Steve Kaczynski, the natural food chain's senior vice president, sales and marketing, cited other examples of how Wild Oats is adapting to changing times. When the chain began stocking Green Mountain and other regional coffees, coffee retails went up, but profits went down, he said. Executives met to find a solution.
At this point, money usually used for marketing and related fees went to educate store associates, and then the customers, about the fair-trade coffee movement. The campaign included details describing how organic agriculture helps the environment and how fair trade benefits the growers. This approach soon doubled coffee category sales, even with the higher prices, he said.
Another initiative the Boulder, Colo.-based retailer undertook was to sit down with executives of Seventh Generation, a Vermont-based manufacturer of environmentally friendly household products, to get some ideas. One that came to fruition and garnered results was executed last April 22, on Earth Day. Wild Oats offered product samples and featured the Seventh Generation line all month. The result? Better than a 235% increase in the total category, Kaczynski said.

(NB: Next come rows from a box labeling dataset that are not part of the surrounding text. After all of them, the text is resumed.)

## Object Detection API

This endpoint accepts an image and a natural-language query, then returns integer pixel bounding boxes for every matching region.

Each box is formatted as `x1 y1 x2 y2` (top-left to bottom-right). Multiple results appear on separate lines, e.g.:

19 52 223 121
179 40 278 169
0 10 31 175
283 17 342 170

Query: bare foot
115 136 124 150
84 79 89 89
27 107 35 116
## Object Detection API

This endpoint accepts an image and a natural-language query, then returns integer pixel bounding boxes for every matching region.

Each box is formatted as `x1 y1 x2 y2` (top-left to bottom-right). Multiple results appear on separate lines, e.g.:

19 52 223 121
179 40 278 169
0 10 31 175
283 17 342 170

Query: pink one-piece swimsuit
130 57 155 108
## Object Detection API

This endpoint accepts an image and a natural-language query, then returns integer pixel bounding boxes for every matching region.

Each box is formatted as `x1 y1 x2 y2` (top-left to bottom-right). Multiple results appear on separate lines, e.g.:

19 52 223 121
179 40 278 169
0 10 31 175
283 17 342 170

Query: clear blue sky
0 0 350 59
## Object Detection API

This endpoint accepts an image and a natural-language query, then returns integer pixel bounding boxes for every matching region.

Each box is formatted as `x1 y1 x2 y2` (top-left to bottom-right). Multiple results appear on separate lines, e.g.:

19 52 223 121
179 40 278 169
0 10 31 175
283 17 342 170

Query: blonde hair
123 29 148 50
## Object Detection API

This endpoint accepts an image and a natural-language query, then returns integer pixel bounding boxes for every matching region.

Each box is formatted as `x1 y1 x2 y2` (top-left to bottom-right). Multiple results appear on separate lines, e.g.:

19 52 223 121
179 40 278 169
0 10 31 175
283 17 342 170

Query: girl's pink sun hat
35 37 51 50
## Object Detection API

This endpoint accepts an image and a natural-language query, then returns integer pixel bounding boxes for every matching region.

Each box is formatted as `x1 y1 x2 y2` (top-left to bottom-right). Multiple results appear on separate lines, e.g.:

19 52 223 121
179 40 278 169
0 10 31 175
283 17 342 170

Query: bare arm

Again, the supplier played a big role in the education of store associates, which Kaczynski cited as the basic reason for the big increases in both categories.
Both supermarket retailers were featured in a seminar devoted to explaining innovations that deliver the "wow" factor. Others on the panel included Robert Price, senior vice president and chief marketing officer for Wawa Food Markets, Wawa, Pa.; and Bob Berman, vice president, buying, for May's Drug Stores, Tulsa, Okla., who represented the drug channel and the independents.
Rethinking strategy is critical to the success of traditional retailers right now. Supermarkets have lost 10 trips per year to supercenters, according to statistics offered in another session by Neil Stern, senior partner, and Ted Zittell, partner affiliate, McMillan/Doolittle, Chicago. Consumers have split their shopping into multiple channels. Larger chains have consolidated, which is good, but not great, they told a general session audience.
"They're using tried-and-true methods, but they can deliver the 'wow,' and one advantage they have is the built-in traffic."
Instead of waiting for manufacturers to dictate programs, retailers have the opportunity to act as advocates for their consumers, asking for support in new ways, as Ahold is, Stern said.
"We are living in a multichannel world, yet the subtext of each session and the meeting as a whole was transformation," said Mark Baum, executive vice president of GMA, Washington. "Perhaps it will be the beginning of a dialogue among trading partners that will lead to more top-line growth."